Background: Prompt recognition by emergency medical services (EMS) and emergency department (ED) triage is paramount in the treatment and survival of the stroke patient. We hypothesized that providing prompt feedback to EMS and ED on stroke care may improve EMS and hospital metrics and raise the hospital’s defect free care.
Objective: To determine if the feedback provided to EMS and ED would improve the metrics and patient outcome.

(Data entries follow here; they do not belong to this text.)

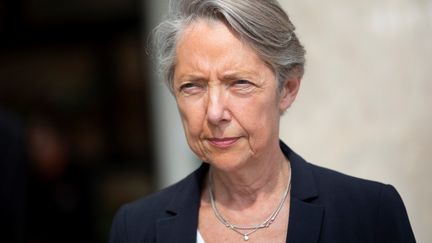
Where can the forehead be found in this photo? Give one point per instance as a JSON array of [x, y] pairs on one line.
[[210, 45]]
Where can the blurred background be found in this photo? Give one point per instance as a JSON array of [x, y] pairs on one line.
[[85, 124]]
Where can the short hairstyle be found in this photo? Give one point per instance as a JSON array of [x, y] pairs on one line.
[[262, 24]]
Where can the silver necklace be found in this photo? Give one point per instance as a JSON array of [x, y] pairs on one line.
[[245, 231]]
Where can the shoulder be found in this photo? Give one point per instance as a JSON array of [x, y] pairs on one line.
[[373, 205], [136, 221]]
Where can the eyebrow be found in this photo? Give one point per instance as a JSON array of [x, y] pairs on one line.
[[229, 75]]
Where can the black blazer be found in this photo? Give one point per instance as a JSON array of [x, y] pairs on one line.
[[326, 206]]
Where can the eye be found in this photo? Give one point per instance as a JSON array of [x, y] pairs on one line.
[[190, 88]]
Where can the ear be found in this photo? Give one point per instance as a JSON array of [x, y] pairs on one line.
[[289, 92]]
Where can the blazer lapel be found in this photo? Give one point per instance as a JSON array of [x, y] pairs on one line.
[[305, 222], [305, 219], [181, 222]]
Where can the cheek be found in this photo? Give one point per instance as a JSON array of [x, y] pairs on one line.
[[257, 117], [192, 118]]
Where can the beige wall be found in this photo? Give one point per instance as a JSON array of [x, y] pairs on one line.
[[365, 106]]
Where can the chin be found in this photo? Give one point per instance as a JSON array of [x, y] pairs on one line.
[[228, 162]]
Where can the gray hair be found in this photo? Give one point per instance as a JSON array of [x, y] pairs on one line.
[[261, 24]]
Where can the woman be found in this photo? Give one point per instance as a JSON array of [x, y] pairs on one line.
[[234, 67]]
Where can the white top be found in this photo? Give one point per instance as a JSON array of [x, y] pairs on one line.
[[199, 237]]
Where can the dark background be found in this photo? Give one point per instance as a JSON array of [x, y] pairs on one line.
[[75, 123]]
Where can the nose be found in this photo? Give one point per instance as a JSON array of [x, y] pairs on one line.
[[217, 111]]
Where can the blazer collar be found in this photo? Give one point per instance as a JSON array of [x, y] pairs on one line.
[[305, 218], [181, 222]]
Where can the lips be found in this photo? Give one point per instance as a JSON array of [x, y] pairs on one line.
[[222, 142]]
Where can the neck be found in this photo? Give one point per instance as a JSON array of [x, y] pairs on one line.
[[258, 180]]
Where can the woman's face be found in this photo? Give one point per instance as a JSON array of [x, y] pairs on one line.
[[227, 97]]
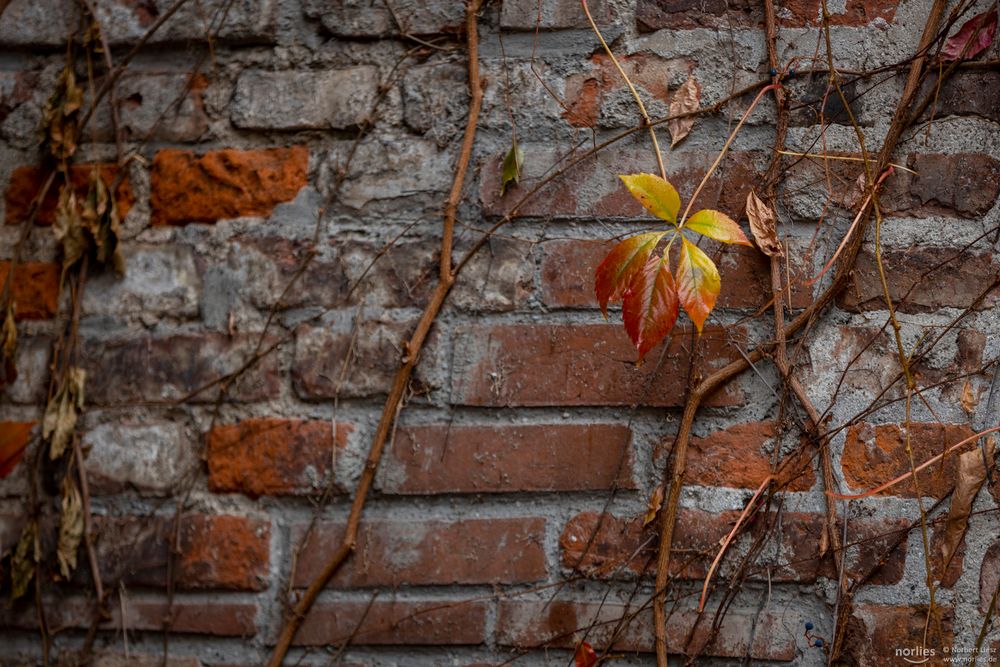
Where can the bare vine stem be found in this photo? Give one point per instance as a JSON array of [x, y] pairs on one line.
[[411, 354]]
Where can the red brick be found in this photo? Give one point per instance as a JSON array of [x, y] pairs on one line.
[[442, 458], [875, 632], [684, 14], [399, 552], [875, 454], [394, 622], [26, 183], [610, 546], [224, 184], [734, 458], [164, 369], [568, 267], [587, 92], [591, 189], [274, 456], [989, 575], [214, 618], [216, 551], [561, 623], [35, 289], [578, 364]]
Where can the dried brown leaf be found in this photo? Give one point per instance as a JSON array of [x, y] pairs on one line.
[[969, 398], [685, 100], [653, 506], [70, 528], [763, 225], [22, 563], [970, 477]]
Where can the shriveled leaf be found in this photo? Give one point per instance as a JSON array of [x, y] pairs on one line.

Method: A retrospective analysis comparing the percent of patients met the metrics prior to and after initiation of the feedback tools. Feedback forms were developed May 2015, education provided on forms Jun 2015, and implemented Jul 2015. Feedback was provided on all patients called in as a SA, BA on arrival, and/or patients with a discharge diagnosis of stroke.

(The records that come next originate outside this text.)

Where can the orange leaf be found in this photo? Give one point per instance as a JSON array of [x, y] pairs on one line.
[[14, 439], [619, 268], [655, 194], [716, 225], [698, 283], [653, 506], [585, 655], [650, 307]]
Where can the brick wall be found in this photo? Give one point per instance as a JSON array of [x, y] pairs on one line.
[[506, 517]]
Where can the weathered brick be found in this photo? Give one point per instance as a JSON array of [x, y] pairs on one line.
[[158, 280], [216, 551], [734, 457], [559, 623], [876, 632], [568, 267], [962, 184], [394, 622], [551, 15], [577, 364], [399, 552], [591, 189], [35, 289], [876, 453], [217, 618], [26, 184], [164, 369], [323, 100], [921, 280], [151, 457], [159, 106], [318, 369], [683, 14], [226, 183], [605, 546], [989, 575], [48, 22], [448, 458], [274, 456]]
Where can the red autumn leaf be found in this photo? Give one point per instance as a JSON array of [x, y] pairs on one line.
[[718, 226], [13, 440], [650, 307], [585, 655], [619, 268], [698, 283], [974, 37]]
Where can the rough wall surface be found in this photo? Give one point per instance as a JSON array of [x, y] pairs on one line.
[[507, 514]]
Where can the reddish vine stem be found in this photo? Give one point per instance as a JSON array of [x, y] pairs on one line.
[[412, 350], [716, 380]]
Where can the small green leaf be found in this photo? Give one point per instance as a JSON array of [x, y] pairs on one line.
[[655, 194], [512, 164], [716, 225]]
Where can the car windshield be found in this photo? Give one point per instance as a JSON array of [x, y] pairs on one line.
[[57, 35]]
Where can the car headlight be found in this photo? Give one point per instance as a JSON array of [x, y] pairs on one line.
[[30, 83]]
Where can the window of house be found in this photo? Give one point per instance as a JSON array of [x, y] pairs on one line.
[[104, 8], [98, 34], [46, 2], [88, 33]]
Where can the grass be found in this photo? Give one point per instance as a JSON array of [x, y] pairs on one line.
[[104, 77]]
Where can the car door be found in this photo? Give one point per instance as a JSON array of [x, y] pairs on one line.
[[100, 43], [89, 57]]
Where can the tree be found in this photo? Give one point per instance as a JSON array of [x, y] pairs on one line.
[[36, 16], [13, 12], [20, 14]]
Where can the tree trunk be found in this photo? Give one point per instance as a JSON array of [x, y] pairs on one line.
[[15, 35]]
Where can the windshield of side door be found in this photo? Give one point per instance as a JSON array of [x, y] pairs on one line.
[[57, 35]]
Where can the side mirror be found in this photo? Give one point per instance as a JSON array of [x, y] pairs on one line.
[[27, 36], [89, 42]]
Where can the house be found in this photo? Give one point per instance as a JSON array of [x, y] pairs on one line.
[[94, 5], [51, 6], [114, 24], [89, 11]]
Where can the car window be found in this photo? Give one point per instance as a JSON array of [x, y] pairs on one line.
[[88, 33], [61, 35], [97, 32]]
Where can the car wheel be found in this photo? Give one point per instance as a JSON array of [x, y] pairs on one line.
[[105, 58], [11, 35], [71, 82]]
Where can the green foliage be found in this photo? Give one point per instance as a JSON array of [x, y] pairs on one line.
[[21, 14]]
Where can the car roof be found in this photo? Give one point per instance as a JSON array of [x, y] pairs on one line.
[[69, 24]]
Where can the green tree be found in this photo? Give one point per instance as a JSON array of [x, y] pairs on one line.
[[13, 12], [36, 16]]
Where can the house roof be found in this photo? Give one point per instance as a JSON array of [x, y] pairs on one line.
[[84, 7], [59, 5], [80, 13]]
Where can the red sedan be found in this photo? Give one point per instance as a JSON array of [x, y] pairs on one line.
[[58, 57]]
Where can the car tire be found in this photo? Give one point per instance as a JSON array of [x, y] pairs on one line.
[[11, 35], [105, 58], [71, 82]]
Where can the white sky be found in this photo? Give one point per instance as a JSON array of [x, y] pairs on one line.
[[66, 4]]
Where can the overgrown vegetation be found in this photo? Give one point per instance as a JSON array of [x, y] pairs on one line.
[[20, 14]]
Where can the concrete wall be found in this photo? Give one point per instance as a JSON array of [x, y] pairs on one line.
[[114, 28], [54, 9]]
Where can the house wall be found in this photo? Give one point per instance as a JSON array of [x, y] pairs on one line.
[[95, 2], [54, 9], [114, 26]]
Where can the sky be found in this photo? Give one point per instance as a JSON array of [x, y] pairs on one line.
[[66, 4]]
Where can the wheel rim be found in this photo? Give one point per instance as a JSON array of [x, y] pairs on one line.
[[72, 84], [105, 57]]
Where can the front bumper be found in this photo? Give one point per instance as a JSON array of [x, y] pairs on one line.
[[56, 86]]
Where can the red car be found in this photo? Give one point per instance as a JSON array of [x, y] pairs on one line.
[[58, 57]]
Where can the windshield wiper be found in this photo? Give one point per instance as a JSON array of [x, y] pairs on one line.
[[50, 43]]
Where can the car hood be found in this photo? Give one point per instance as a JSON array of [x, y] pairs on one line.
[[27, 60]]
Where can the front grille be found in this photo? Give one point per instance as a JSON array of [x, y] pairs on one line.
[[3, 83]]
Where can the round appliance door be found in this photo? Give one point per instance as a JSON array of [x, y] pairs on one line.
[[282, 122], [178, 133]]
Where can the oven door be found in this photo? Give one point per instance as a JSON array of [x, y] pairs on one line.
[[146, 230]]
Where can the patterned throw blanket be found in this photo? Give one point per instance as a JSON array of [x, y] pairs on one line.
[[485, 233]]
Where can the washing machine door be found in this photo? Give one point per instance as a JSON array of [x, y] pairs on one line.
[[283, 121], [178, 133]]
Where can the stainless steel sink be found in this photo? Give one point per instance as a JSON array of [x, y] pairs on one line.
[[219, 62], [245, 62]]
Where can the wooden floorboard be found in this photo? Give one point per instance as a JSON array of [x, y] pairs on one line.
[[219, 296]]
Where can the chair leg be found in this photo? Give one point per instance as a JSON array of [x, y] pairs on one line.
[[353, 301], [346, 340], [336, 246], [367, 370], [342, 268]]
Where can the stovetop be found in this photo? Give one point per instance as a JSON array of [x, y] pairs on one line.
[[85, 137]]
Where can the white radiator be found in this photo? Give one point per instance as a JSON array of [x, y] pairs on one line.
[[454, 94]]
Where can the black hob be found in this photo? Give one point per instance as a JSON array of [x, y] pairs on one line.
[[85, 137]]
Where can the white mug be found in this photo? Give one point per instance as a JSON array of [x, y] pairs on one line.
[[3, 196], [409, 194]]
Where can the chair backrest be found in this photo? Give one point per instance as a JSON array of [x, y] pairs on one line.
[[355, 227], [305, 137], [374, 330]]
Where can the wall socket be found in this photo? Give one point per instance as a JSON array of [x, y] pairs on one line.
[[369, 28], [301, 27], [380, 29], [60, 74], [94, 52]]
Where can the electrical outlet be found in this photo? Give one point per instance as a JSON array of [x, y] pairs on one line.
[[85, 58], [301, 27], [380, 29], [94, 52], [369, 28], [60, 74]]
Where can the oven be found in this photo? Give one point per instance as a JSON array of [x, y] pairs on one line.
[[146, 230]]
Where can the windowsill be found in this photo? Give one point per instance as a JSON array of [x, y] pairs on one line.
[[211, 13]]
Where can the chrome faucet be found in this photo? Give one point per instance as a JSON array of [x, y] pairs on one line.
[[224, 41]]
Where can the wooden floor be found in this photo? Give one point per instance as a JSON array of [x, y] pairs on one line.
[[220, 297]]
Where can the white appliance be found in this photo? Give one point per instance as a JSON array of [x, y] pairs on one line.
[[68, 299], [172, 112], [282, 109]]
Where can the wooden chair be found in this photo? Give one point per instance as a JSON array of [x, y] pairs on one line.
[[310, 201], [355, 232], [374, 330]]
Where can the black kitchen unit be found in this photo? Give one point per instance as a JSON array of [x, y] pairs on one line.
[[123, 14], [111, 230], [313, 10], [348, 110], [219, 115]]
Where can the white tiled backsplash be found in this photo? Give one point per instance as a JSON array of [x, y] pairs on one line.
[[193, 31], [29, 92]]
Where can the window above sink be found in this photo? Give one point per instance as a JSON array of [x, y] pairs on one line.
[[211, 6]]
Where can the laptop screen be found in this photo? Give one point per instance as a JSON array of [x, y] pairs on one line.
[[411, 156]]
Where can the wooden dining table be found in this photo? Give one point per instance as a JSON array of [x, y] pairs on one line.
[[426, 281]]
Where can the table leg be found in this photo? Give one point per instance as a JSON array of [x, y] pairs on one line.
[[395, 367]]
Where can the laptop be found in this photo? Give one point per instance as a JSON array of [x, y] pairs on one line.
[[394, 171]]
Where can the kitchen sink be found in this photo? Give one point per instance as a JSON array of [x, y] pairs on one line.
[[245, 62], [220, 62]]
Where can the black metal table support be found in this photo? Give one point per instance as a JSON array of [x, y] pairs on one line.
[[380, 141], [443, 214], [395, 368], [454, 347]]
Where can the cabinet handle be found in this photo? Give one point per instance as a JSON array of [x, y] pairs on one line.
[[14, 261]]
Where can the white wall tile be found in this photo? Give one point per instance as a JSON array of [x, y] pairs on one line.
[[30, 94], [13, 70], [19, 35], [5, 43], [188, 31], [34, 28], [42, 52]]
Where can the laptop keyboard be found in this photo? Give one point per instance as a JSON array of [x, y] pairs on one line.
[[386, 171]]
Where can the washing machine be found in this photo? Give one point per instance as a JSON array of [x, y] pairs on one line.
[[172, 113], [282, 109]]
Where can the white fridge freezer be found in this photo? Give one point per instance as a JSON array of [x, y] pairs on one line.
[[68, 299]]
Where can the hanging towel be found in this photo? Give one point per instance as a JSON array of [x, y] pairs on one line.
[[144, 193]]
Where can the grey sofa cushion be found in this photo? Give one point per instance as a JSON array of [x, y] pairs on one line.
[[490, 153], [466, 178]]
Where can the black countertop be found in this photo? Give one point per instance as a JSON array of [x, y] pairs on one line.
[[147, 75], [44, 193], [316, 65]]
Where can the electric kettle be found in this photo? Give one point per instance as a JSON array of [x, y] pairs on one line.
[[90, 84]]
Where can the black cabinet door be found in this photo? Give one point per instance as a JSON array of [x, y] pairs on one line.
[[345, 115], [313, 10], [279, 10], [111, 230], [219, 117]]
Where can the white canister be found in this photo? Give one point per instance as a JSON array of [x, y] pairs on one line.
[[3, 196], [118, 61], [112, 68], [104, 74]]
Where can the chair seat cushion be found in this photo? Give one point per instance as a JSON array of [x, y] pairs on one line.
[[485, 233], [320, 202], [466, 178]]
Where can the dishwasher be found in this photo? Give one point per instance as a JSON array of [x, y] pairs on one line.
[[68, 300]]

Results: Comparing the first six months prior to the feedback tool (127 BA in ED and 31 EMS SA) with the six months after (173 BA in the ED and 79 EMS SA) the Get with the Guideline (GWTG) timeline goals in the ED improved (Time of Arrival (TOA) to MD, goal 10 minutes, May 2015 35% to Dec 2015 100%; TOA to Neurology Consult, goal 15 minutes, May 2015 65% to Dec 2015 82%; TOA to Cat Scan (CT), goal 25 minutes, May 2015 41% to Dec 2015 79%; TOA to CT read, goal 45 minutes, May 2015 12% to Dec 2015 71%; TOA to t-PA, goal 60 minutes, May 2015 0% to Dec 2015 80%; CT ordered as a stroke, May 2015 21% to Dec 2015 84%; dysphagia screening prior to by mouth, May 2015 29% to Dec 93%) and the number of stroke alerts increased (pre-notification rates Q1/Q2 26.3%; Q3/Q4 56.8%). The hospital’s stroke defect free care in Q1/Q2 (77.3%) increased in Q1/Q2 2016 (97.2%). With the improvements in the EMS, ED, and hospital metrics, length of stay (LOS) decreased (Q1/Q2 5.77 days to Q3/Q4 5.05 days) and more patients were discharged with a lower modified Rankin Scale (mRS) (Q1/Q2 mRS 0-3 33%; Q3/Q4 mRS 0-3 48%).
Conclusion: The EMS and ED metrics improved and continue to improve despite a growing and thriving neurology service. By providing the stroke care feedback, EMS and ED developed a more vested interested in the patient’s outcome. Based on the response from the EMS and ED staff on the stroke feedback tools, it is the most expedient and efficient way to communicate and continually educate on the care of the stroke patient both pre-hospital and in hospital.